Version: 0.8.5
Sat Jul 09 10:04:47 PDT 1994

Ever been up at 3am on Monday morning trying to move an essential 
application from one piece of hardware to another and been unable to 
do it because you'll need a new licence key from your vendor and they 
don't give them out at weird hours? Well, here's a solution that 
works in many cases. Basically it allows you to modify the value 
returned by gethostid/sysinfo for the hostid on Solaris 1.x and 2.3 

This kit contains scripts/programs to do this using four different
approaches. These are (pretty much in the order of severity and danger):
1. Use shared libraries to modify the value returned by gethostid/sysinfo
   for a particular group of dynamically linked executables. Does not
   work for statically linked executables.
   newhostid, sidump.c  (Solaris 1.x and 2.3)
   newhostid was contributed by Jean-Louis Faraut <jlf@sauma.essi.fr>

2. Modify the in-core image of the kernel so that all processes on a running 
   Solaris system will see a different hostid via gethostid/sysinfo.
   hid.c, hid_solaris2.c (Solaris 1.1 and 2.3)

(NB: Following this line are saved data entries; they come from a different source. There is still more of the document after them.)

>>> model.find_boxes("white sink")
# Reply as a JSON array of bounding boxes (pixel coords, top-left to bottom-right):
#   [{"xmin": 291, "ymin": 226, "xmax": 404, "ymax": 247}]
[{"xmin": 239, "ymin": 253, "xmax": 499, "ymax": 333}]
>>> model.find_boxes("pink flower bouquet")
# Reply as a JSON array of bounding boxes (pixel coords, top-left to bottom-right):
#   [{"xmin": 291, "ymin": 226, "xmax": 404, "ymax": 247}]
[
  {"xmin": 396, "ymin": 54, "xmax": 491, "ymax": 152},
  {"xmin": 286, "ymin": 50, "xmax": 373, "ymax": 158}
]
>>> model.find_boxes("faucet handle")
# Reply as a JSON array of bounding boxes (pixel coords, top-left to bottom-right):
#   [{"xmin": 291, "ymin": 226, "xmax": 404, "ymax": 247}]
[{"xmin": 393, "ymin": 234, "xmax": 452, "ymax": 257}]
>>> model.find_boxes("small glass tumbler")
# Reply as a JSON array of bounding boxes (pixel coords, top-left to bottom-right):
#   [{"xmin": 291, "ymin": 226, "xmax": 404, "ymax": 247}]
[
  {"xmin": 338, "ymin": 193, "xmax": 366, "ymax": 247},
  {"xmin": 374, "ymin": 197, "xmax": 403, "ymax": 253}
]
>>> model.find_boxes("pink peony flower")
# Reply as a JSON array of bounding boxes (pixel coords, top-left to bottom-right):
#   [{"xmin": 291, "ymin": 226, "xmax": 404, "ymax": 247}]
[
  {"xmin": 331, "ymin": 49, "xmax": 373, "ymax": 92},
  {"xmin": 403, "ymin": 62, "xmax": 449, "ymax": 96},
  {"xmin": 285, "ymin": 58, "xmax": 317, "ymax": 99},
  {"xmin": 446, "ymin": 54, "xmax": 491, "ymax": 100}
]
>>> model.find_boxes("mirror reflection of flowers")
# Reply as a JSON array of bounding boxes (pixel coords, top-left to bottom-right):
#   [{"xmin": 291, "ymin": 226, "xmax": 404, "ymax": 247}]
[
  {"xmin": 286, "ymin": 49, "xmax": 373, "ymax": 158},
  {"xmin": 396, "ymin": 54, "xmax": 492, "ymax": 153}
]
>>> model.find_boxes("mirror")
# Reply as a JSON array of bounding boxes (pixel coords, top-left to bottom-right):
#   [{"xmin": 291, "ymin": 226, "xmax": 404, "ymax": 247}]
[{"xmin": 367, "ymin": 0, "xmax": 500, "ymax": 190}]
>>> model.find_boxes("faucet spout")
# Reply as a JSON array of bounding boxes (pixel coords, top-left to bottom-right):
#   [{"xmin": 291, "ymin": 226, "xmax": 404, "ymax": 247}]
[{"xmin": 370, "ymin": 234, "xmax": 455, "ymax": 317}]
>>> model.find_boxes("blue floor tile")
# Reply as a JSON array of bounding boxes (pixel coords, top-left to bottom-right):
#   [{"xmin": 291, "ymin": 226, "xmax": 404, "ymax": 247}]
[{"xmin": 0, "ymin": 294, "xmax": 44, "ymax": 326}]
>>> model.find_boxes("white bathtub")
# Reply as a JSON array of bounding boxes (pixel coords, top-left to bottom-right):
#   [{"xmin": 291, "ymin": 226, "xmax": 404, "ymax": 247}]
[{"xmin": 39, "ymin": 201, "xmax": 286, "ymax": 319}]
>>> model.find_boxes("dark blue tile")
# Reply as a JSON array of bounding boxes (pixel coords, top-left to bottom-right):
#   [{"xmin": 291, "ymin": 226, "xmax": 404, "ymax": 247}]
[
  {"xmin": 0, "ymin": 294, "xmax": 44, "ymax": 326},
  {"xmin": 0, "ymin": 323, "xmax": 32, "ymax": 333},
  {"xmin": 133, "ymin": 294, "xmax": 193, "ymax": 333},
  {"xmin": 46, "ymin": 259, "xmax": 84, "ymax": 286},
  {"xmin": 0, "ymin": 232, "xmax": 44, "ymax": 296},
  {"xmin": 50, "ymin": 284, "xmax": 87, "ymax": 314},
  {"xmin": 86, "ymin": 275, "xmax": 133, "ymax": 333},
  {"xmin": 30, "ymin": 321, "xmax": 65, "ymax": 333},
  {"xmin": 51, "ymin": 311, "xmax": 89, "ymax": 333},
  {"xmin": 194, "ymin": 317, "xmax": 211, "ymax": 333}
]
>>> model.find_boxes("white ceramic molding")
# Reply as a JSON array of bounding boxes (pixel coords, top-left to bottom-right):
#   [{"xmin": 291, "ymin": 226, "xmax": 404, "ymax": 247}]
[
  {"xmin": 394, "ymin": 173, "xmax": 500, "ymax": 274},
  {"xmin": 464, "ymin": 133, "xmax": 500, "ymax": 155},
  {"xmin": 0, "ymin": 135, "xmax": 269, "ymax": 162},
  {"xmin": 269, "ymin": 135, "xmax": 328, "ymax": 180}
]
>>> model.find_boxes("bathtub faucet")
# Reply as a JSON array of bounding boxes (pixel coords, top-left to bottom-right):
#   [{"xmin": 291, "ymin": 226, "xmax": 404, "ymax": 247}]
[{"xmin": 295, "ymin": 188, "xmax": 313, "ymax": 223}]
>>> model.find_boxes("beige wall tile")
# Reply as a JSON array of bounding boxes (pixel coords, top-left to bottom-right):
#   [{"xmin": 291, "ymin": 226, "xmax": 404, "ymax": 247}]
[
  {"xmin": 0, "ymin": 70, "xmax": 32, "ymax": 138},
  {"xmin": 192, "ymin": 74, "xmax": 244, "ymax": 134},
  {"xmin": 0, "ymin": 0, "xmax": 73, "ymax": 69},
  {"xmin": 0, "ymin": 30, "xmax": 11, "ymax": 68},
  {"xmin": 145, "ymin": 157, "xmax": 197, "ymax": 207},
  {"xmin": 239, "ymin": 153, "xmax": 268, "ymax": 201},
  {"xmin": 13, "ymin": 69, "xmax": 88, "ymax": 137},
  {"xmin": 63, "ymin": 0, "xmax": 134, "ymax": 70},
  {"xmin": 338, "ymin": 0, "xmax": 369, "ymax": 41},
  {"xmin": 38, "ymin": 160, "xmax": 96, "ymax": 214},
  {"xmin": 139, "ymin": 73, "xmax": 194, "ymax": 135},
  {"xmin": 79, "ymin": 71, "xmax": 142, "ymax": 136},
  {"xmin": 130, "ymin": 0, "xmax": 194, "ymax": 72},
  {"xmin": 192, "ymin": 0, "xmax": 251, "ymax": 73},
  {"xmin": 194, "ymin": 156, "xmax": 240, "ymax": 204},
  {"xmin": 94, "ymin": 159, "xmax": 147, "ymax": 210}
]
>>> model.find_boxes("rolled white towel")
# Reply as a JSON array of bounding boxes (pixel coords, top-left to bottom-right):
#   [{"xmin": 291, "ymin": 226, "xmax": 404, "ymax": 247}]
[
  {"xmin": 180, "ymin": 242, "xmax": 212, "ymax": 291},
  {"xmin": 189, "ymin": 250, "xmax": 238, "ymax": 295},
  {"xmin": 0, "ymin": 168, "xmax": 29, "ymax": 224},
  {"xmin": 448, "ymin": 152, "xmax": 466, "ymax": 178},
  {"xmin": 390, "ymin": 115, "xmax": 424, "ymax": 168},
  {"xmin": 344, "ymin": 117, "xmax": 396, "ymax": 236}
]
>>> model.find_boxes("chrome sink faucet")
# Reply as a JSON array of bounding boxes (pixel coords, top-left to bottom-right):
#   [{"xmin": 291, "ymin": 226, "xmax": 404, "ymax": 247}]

3. Build a new kernel on which certain processes running on a Solaris 1.x 
   system will see a different hostid which can be set by a new
   system call [really cool! - I haven't tested this - markh] 
   hostid-by-egid (Solaris 1.1 only).
   Contributed by someone who wishes to remain anonymous

4. Reprogram your NVRAM so that you really have changed your hostid.
   nvram.c (Solaris 1.x only), nvram.info (instructions for
                                           reprogramming from the monitor)
   The other approaches just fake your OS into reporting a
   different hostid via the standard system calls.  This approach is
   much more dangerous, but you may have to resort to it if your
   licence manager actually goes and fetches the IDPROM value (perhaps
   through the OPENPROM interface, see getobphostid.c for a way of
   doing this). In particular 1 and 2 can be undone very easily (reboot). 
   Approach 3 can be undone by rebooting with one's old kernel.  The NVRAM 
   modifier if it is abused or malfunctions can actually render your 
   machine unbootable, even from CDROM. Read the comments in nvram.c and 
   nvram.info before trying this. I don't generally recommend it.

-------

Please don't use these program to steal software. The intended use is 
for emergency situations where an application has to be moved from 
one computer to another (e.g. in the event of a hardware malfunction) 
and licence keys cannot be obtained quickly from the vendor or when
your NVRAM gets wiped out by some unfortunate accident.

USE AT YOUR OWN RISK.

nvram.c is particularly dangerous.  Read the comments and proceed with
extreme caution. If this program malfunctions or is misused you can get
your NVRAM into a state where you will no longer be able to boot Sun OS.
Unless you absolutely need to modify your NVRAM, I recommend going with
the approach in hid/hid_solaris2.  Reprogramming your NVRAM can be
useful when it gets wiped out for some reason. BE SURE TO WRITE DOWN
YOUR NVRAM INFO BEFORE YOU MODIFY IT.